О, желания, желания…
Жизнь моя не на восходе уже давно, и желания не свирепствуют в ней, как носорог в сетях. Носорог уснул, унялся в своих яростных биениях. Но и с уснувшим носорогом шутить опасно. Если только, конечно, он не издох во сне. Мне кажется, что я еще не издох, меня пугает пробуждение… пугает самой  желанностью своей. Думал, что саморазоблачительным моим «HOMO EROTIKUS» я окончательно расквитался с так и не решёнными карнальными проблемами. Но такое впечатление, что жизнь, с недавних пор, задалась целью вырвать меня из моих метафизических сфер, где я, мне казалось, уже обрёл успокоение и окончательное пристанище. Твоё «раздевание» вырывает из глубин моих невыгоревшее пламя желаний. Я знаю, ты этого хочешь... знаю даже, что само это признание мое разливается в тебе сладким подобием наслаждения.
Мы в чём-то содрогающе похожи, и это тоже пугает меня. Столь сходственные натуры, мне кажется, могут стать друг для друга ядом смертельным. Слишком плотоядны оба, слишком многого требуют яростью желаний, слишком играют запретным воображением. Плоть не способна вместить игры таких воображений.
Нельзя проглотить женскую ногу, впустить ее в себя так глубоко, чтобы губы твои коснулись желанных тайн. Но можно нарисовать себя громадной рыбой с налитыми человеческими губами, которая сможет сделать это.

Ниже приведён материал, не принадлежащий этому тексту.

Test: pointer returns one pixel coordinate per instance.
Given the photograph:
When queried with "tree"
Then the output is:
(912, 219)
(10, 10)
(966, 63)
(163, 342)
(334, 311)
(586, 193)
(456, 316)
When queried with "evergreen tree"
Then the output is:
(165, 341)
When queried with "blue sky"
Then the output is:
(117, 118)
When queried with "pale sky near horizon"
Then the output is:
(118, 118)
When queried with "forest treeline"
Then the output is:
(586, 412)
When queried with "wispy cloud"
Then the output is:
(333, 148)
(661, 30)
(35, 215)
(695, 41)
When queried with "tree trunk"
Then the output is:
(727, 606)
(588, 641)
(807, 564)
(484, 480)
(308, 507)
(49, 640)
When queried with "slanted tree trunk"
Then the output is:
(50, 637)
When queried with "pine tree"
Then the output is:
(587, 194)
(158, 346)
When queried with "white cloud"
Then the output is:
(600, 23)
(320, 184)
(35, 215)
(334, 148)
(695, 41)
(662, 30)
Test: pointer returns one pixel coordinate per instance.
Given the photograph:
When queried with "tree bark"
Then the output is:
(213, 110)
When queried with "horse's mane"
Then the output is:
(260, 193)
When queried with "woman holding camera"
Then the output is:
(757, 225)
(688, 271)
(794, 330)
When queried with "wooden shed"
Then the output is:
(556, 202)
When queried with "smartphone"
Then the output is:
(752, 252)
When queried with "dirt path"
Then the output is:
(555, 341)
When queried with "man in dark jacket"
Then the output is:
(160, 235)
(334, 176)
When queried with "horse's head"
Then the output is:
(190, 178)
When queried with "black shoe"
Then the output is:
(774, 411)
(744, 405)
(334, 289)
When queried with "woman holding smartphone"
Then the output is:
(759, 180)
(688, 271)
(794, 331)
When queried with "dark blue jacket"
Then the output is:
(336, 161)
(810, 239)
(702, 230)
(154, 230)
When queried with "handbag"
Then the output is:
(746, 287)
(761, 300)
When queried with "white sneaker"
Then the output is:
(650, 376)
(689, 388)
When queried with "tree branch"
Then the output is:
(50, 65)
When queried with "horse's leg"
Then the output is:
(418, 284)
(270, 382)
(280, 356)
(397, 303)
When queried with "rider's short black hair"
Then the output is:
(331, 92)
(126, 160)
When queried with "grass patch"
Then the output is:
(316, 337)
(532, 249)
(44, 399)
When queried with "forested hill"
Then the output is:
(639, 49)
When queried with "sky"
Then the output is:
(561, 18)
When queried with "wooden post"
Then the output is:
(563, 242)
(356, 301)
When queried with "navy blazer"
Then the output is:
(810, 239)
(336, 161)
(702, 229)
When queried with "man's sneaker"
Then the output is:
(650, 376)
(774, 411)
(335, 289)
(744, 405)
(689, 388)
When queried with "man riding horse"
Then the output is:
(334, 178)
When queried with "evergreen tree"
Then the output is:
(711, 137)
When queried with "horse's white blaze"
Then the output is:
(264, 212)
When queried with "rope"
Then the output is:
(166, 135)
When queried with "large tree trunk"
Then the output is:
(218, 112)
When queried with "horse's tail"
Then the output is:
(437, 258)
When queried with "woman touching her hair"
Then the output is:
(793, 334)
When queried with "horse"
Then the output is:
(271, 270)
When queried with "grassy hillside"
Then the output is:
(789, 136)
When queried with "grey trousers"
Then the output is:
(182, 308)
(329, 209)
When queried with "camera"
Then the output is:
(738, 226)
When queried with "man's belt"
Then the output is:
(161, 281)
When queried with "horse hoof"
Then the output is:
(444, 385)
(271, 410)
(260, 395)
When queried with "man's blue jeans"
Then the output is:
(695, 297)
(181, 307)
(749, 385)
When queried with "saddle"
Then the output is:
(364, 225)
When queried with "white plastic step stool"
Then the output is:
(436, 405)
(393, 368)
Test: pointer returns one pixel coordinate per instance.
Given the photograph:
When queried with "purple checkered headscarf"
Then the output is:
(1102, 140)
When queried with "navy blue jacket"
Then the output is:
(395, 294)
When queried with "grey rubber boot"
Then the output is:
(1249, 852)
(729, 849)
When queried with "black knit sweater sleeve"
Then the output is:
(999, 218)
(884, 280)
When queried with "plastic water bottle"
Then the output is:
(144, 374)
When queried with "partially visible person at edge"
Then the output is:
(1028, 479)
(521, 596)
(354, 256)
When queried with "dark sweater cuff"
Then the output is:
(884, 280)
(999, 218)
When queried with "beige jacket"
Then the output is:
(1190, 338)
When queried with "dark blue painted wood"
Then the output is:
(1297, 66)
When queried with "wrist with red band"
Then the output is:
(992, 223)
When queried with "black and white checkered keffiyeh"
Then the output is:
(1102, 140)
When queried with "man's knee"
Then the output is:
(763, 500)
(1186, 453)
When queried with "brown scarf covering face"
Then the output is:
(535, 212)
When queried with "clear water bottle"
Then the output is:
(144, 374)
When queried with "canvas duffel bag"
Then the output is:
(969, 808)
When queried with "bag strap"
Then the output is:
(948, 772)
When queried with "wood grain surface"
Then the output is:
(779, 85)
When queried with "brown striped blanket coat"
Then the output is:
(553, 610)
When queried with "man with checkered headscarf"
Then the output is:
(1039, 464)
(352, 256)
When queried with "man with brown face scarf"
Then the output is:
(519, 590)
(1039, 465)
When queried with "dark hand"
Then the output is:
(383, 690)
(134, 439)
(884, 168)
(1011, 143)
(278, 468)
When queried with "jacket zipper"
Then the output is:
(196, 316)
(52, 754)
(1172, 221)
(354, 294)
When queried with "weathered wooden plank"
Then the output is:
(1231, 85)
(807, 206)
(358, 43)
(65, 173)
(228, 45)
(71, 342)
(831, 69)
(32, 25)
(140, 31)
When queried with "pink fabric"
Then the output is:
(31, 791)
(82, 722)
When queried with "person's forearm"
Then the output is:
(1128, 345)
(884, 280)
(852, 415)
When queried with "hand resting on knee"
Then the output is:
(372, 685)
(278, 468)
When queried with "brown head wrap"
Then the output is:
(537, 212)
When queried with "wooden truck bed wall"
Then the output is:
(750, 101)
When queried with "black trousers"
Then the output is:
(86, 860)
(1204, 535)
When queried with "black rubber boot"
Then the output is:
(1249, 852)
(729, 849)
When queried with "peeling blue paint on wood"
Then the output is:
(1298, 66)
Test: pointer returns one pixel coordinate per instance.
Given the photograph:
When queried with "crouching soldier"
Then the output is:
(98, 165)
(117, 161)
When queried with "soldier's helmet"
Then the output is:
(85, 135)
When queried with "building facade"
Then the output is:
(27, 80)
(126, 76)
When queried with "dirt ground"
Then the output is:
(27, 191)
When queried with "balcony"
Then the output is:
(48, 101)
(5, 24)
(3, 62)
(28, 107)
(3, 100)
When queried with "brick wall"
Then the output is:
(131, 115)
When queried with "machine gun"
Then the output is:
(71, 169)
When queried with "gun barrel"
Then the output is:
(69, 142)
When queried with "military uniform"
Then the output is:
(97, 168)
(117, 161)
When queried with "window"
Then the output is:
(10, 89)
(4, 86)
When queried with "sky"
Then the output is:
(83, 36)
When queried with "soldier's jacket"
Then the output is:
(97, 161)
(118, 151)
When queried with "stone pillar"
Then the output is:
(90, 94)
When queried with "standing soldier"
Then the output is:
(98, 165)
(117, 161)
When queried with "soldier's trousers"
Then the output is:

Нельзя испытать женщину, как сплошную мягчайшую упругость,
подающуюся тончайшему нажиму и вновь наливающуюся первоначальной формой, испускающую неслышное, но видимое марево дыхания, сладкий туман благоуханной пустоты. Но можно коснуться листа заточенной нежностью карандаша, и вожделенные образы возникнут, ибо жизнь не знает как сотворить их, а рука моя знает …

Нельзя заостриться языком до жала, которое бы жалило, но не убивало, причиняло бы боль, но сладчайшую. Однако, можно измыслить и изобразить себя холодным демоном, способным на это.


Нельзя стать змеем или ящером, чтобы женщина путалась и погибала в тебе, тонула в твоих кольцах и бесполезно искала избавления, но в то же время желала бы усугубления этих пульсирующих сжатий и шершавых касаний, этих болезненных приниканий и прониканий хищности в беззащитность.   
Нельзя соединиться с женщиной настолько, чтобы она истекала из тебя, порождалась тобой не просто как влага последней неудержимости, но как целостная форма женственности, экстатически рождающаяся к новой жизни. Это можно лишь породить в фантазии и запечатлеть на листе, изобрести — если, конечно, ты гений...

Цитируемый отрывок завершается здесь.